Let her believe I was her mother, when her actual mother was trawling the ocean floor.

But if Sue had been able to take a break from being an evil, manipulative bitch for five minutes, I wouldn’t have walked in here with the wrong name on my lips, and the wrong wallet in my purse.

What was I supposed to do when Alex, Rhodes, and Micah came at me, calling me their wife and showering me in relief and concern? Was I supposed to say, oh, sorry, I’m not actually your wife. I’m her twin sister who is currently impersonating her to get back the life she stole from me?

What? You want to know where the real Sue is? Well, funny thing is, I threw her broken body off a cliff.

There was no ending to that conversation that went well. Davis would’ve turned me right around and marched me to the nearest jail cell.

On top of that, this little girl believed her mother was sitting right next to her. How could I be the one to tell her she was dead, and she’d never see her again?

I gazed into her eyes, my broken head wrecked for reasons that had nothing to do with its meeting with the steering wheel.

I just have to go along with it for now until I figure out the best way to handle this without ending up in prison. I’m not after anything that isn’t already mine. When it’s all said and done, I’ll make them understand why it all got so screwy.

Sighing, I smiled at her. “Yeah, Omma’s silly sometimes, but I like to be silly every now and then. Do you like to be silly?” I asked as the argument between the guys and Davis got louder.

She nodded.

“Then, let’s be silly and ask each other lots of silly questions.” I winked. “I’ll go first: what is the name of the prettiest girl in the world?”

She giggled again. “Nari!”

“Nari,” I whispered. “That is a beautiful Korean name. So, let me guess, your other name is Lily.”

“Uh-huh.”

“And how old are you, Lily?”

“This many.” She held up six fingers.

“I see, and...” I lowered my head, speaking softly in her ear. “Which one is your daddy?”

Lily cocked her head, brows crumpling.

I tried another way. “What’s your last name?”

“Nari Kim!”

Chewing my lip, I let it go. They probably hadn’t gotten too far into the discussion of biology and one-sperm/one-egg discussions with a six-year-old, and that was okay. It was only a teenage girl’s obsessive curiosity that made me ask.

I spent an entire year of high school doodling Sarah Newbury, Sarah Spencer, and Sarah Montgomery in my notebook, and that was only when I was taking a break from imagining what versions of our children would look like.

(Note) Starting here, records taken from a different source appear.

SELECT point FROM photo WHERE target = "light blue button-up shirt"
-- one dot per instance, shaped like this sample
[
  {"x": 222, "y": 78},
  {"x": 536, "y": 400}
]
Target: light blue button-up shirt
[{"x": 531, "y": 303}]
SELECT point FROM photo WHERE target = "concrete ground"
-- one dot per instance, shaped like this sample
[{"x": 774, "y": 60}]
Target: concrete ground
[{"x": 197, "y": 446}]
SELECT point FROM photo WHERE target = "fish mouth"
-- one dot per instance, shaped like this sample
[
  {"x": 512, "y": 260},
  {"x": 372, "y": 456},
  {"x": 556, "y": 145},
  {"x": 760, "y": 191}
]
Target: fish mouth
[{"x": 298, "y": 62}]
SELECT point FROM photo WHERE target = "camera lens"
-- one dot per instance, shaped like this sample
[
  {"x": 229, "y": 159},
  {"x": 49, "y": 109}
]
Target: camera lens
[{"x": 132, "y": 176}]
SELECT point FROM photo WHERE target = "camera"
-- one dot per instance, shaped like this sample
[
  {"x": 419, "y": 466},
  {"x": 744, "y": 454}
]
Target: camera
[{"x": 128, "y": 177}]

My little cherub face with their everything else?

The only result of that union would be completely, off-the-wall adorable—

—and she is, I thought, stroking Nari’s hair.

A small part of me wanted to know which version of my fantasy came true—

—with the wrong sister.

I let out a rough breath, feeling the question I truly needed to ask coming up my throat. “Do you have any brothers or sisters, baby girl?”

She tossed her head. “No. I want a sister, but you won’t let me have one.”

I barked a startled laugh at her directness. Oh yes, I loved this girl.

“And does... Omma have a brother or sister?”

She cocked her head the other way. “Grandma?”

“No, me,” I corrected. “Do I have a brother or sister?”

“Nuh-uh.” Her denial crashed on my head like a ton of bricks.

“Just Mommy. Grandma wanted one perfect child, just like Mommy wanted one perfect child.” Nari said it in a tone like she was repeating something she’d been told many times before.

“So I can’t have a sister because you don’t have one, but that’s not fair, Mommy. I still want one.”

I didn’t lose my smile. “Of course you do, baby. I always wanted a brother too.”

Leaning back, I tipped my head to the ceiling so Nari wouldn’t see me seethe.

The worst part was that I wasn’t even surprised, and I didn’t even blame Sue.

Sue couldn’t erase me from my childhood home and my hometown... unless my mother did it for her.

How could you live in the same home as your grandmother and believe she only had one child, unless she let you believe it?

It’s also the only explanation for why her husbands don’t know they’re not talking to their wife.

When a carbon copy of your wife walks through the door, your brain takes a shortcut to the simplest explanation: This is your wife.

It doesn’t think this is your wife’s secret twin sister that she brought home to surprise us so she could also get off on crushing her sister’s feelings one last time.